I set off a bit fast and covered the first mile in 9 minutes 22 seconds. Which is a bog standard time for most people but a good time for me. I slowed down rather a lot after that and actually completed the course in 64 minutes 6 seconds which is a pace of 10:18 per mile. Immediately after I stopped running, still walking on the pavement, I experienced a large 'flutter' in my chest that made me cough and bend over. I'm glad it happened while I was wearing the heart monitor because now the doctor can see what I'm complaining about.
I went home to cook a healthy dinner for the family - Mexican scrambled eggs with peppers, mushrooms, onion and homemade potato wedges.
While I was cooking, I accidentally opened a bottle of stout. I had a bottle of cider in the evening while relaxing with the PS4.
No junkfood, 10K run, 2 alcoholic drinks

Thursday
After dropping Mouse off at school, I went along to the hospital to have my heart monitor removed. Then I walked the dogs and helped my mate Deano get Tilly's car started.
Lunch was homemade frittata with no cheese. For dinner, Lucy served up chicken with pasta and kale. Super healthy! In the evening, I did a weights session.
No junkfood, weight training, no alcohol.

Friday
Weight: 10st 4lbs
This morning, Lucy and I went shopping. I had vouchers for a record shop burning a hole in my pocket! I bought 4 fantastic albums by Yes, Snoop Doggy Dogg, Opeth and Pink Floyd.
Lucy and I stopped for tea at the Kitchen Garden Cafe. I noted the double layer carrot cake and Lucy inquired whether I'd like a slice. Without thinking about it I said yes and my healthy eating was over for the day...

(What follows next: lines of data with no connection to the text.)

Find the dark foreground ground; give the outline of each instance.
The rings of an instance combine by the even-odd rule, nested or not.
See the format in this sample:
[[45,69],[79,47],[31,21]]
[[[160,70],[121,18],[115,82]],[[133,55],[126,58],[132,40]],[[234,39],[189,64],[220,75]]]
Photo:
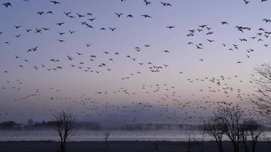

Suddenly, it's a cheat day.
I did a weight lifting session in the early evening. 
I had two helpings of homemade Chinese chicken with rice along with three beers!
Spicy food and beer made it difficult to get to sleep.

Saturday
Weight: 10st 6lbs
A bad day. There was a family bereavement which meant that any plans we had for the day went out of the window and we rallied round at Uncle Jonnie's house. We ended up having more than a few drinks and then ordered take away in the evening.
It was hard to sleep.

Sunday
A waste of a day as far as a healthy lifestyle is concerned. I woke up (although I hadn't really slept, just dozed) with a banging headache. I had a healthy breakfast, drove Lucy up to Jonnie and Sally's place, took Tilly's old bed to the tip and parcelled some stuff for eBay.
I had a few beers and ate some chocolate bazil nuts while crashing cars in GTA5.